The law also states that a person must present a social security number
to obtain a license, effectively cutting off the access of thousands
of undocumented immigrants who have lived and worked in a community
for years to obtain a driver's license. These community residents must
then car insurance, becoming a danger to themselves and others on the
road.
Sunflower's leaders are demanding for the state legislature to pass
a recently introduced amendment to the driver's license law that would
allow all Kansas citizens to use a tax identification number to obtain
a driver's license. This law would ensure that all people could obtain
a license and car insurance.
The joint House-Senate judiciary committee relocated their hearing from
a small informal meeting room to the state Supreme Court room. All of
the cast was present at the state hearing including: legislators, advocates,
researchers, social service agency representatives, attorneys, city
government officials, law enforcement, religious leaders, and Sunflower
Community Action.
Three SCA leaders stepped to the podium to address legislators who were
everywhere on the map with their opinions on whether the law is discriminatory.

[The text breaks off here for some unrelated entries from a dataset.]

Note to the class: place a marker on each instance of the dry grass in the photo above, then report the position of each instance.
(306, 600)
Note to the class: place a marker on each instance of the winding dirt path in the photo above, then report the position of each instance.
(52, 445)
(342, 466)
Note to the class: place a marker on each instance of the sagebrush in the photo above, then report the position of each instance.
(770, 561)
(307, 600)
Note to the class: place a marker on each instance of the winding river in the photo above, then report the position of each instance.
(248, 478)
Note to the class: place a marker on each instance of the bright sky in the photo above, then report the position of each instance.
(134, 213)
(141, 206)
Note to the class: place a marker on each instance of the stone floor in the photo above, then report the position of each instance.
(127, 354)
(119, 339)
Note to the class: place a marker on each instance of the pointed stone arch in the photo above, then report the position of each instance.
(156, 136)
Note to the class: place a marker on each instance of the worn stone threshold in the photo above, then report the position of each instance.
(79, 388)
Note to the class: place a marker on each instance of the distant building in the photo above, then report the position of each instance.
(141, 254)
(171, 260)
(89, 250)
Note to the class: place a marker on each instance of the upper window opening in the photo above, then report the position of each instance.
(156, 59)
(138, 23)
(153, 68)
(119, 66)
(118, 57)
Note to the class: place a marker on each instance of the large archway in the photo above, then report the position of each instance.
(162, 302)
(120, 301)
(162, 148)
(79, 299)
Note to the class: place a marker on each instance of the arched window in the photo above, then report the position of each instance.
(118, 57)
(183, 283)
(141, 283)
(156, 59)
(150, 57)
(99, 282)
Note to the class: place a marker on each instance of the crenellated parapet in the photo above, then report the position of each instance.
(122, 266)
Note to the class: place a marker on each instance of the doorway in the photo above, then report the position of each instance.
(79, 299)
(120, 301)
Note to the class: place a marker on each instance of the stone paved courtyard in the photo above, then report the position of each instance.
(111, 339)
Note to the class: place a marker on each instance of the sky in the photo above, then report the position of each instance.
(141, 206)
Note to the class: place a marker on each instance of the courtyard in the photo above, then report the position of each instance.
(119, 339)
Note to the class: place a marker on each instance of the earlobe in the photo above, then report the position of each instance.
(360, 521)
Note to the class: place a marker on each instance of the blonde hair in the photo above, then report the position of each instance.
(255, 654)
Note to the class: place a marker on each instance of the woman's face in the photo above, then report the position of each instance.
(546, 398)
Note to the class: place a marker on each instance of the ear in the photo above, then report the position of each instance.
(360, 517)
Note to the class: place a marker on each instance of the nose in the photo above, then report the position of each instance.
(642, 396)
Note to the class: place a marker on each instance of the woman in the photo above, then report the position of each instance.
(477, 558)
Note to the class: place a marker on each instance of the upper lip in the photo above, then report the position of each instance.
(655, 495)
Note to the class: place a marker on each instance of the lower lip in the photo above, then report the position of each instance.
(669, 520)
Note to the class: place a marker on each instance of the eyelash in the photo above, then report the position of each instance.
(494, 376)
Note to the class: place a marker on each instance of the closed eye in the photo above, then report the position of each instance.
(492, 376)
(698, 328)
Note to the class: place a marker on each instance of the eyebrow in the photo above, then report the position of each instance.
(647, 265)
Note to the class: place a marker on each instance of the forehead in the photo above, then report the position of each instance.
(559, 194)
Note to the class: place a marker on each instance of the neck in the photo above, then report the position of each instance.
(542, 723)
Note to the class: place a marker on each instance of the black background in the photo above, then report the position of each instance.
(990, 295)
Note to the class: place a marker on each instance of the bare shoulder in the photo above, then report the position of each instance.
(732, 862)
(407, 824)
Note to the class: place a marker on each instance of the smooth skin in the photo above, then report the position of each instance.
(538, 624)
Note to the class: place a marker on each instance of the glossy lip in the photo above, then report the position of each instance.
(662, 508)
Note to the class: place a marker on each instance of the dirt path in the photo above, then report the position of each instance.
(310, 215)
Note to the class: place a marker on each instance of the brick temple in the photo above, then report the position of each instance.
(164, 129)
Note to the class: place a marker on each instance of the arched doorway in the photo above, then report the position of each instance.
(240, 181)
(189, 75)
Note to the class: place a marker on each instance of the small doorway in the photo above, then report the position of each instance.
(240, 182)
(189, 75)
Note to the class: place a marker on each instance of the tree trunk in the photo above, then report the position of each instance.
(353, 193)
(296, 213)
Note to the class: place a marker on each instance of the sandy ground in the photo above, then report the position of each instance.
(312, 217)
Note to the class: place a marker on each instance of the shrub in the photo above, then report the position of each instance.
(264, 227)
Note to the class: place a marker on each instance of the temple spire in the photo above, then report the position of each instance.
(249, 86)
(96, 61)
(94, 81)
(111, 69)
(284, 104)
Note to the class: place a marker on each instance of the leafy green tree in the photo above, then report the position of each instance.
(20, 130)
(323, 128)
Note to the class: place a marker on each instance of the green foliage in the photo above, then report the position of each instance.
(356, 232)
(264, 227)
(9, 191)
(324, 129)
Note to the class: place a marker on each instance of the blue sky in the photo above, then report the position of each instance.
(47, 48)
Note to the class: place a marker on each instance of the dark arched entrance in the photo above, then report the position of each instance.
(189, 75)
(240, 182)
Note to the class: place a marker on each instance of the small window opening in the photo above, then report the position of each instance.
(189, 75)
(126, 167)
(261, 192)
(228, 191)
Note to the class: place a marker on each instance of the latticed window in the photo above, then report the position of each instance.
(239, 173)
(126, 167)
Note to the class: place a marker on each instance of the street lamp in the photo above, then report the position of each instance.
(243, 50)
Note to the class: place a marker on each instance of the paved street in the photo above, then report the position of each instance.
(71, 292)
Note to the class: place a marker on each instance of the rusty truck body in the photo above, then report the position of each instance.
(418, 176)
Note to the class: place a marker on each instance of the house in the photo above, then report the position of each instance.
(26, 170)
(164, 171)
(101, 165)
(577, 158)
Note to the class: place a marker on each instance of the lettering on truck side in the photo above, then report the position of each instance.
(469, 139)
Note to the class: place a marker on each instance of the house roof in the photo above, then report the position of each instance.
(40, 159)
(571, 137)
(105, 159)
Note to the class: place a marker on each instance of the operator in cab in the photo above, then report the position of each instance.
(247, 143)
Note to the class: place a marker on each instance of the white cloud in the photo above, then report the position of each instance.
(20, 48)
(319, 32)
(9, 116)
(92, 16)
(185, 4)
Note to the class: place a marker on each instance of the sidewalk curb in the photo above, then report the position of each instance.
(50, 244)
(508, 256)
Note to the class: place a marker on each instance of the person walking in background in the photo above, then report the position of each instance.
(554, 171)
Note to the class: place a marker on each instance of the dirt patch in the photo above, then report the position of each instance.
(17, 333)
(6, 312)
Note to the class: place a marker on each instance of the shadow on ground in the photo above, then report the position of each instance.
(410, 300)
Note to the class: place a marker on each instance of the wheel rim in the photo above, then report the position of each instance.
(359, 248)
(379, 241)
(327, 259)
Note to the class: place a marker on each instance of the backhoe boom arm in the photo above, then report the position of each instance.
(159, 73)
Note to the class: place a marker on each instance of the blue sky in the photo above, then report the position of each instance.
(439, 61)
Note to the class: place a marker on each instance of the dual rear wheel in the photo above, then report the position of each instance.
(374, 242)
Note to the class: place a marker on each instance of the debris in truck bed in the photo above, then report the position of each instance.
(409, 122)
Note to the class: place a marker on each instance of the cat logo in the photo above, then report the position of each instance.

Emira Palacios explained the difficulties of working through the legalization
process. While she paid taxes for 10 of the 13 years she lived illegally
in this country she also had to pay $10,000 in expenses to obtain her
legal status. Her testimony clearly contradicted the earlier testimony
made by a State of Kansas researcher that stated a green card only costs
$6.
"Why is it we cannot drive legally on the roads we build?" she questioned
legislators at the end of her testimony.
SCA leader, Dennis Romero, passionately drew parallels between Kansas'
history of struggling to remain a free state under the pressure of neighboring
states to become a slave state over a hundred years ago. He pointed
out in the very building that they were debating the discriminatory
driver's license law; the walls boasted a magnificent mural of John
Brown, which reverberated the echoes of freedom's call from a century
before.
"Why do I bring up the Driver's License law as an issue and compare
it to slavery? Because this is a human rights issue and this law is
racist," Romero stated.
The final testimony by Jonathan Becerril was the final triumph for Sunflower
Community Action. Becerril, 19, has lived in the United States since
the age of two.
When Becerril went to a local Driver's License Bureau to obtain his
Driver's License with his immigration papers, the bureau official told
him he would need to get a letter from an attorney stating that the
papers were authentic before they would issue him a license. He obtained
the letter after paying $475 - all for a $12 license.
The chairman of the joint committee proclaimed in an interview following
the hearing that he will support changing the law to let undocumented
workers get driver's licenses. The next important juncture for the law
to be amended will be in the next legislative session that begins in
January 2002. Hispanos Unidos and SCA anticipate a victory in 2002.